You know that wills and trusts are both valuable estate planning tools, but once is the difference? Do you need them both?
A will is a blueprint of what you want to happen after your death. If you have minor children, the will is where you will name their guardian. You can express your funeral wishes. It’s also the place where you can tell your executor who you’d like to inherit everything from your home to your coin collection and whom you’d like to care for your beloved cat.
A trust can take different forms.
- A revocable living trust is the most common type. You create the trust and move your larger-valued property into it – your house, for instance. You maintain control of the trust while you’re alive. You can change the trust and add or withdraw property.

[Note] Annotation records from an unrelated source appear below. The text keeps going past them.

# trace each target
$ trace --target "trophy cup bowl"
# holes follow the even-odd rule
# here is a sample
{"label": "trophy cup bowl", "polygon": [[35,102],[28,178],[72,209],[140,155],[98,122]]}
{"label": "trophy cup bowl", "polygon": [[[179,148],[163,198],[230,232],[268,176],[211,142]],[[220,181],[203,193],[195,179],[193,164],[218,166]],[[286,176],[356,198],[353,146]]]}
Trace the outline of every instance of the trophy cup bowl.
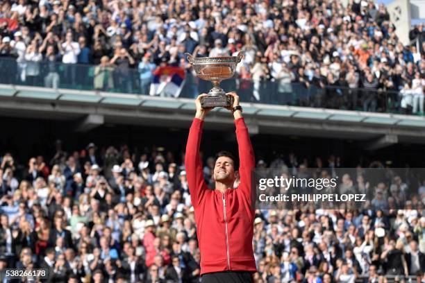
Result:
{"label": "trophy cup bowl", "polygon": [[231,78],[235,75],[236,65],[243,57],[240,51],[237,56],[228,57],[200,57],[194,58],[188,53],[185,55],[193,66],[197,76],[202,80],[210,80],[214,87],[206,96],[201,99],[203,108],[229,107],[233,105],[233,97],[226,95],[226,92],[219,87],[223,80]]}

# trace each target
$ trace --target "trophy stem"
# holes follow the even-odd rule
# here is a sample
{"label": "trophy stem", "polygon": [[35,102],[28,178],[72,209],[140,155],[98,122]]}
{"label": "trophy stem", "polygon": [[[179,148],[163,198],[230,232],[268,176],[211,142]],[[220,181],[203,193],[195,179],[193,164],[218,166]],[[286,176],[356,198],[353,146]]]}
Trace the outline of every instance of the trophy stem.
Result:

- An irrevocable living trust is just that — irrevocable. Once you put property into it, you place it in the control of a trustee. This can be a wise move for people with significant wealth and assets because it has a positive effect on taxes.
- A testamentary trust is part of your will. It takes effect upon your death.
Wills are part of the public record and could require probate through the court system before any assets can change hands. Property covered under either revocable or irrevocable trusts doesn’t need to go through probate, and the contents are kept private.
This is just a primer on wills and trusts. You could need both, but the only way to know for certain is to consult with an experienced estate planning attorney to discuss the specifics of your situation. Once your plan is created, you will be relieved to know that you have done what you needed to do to care of your family.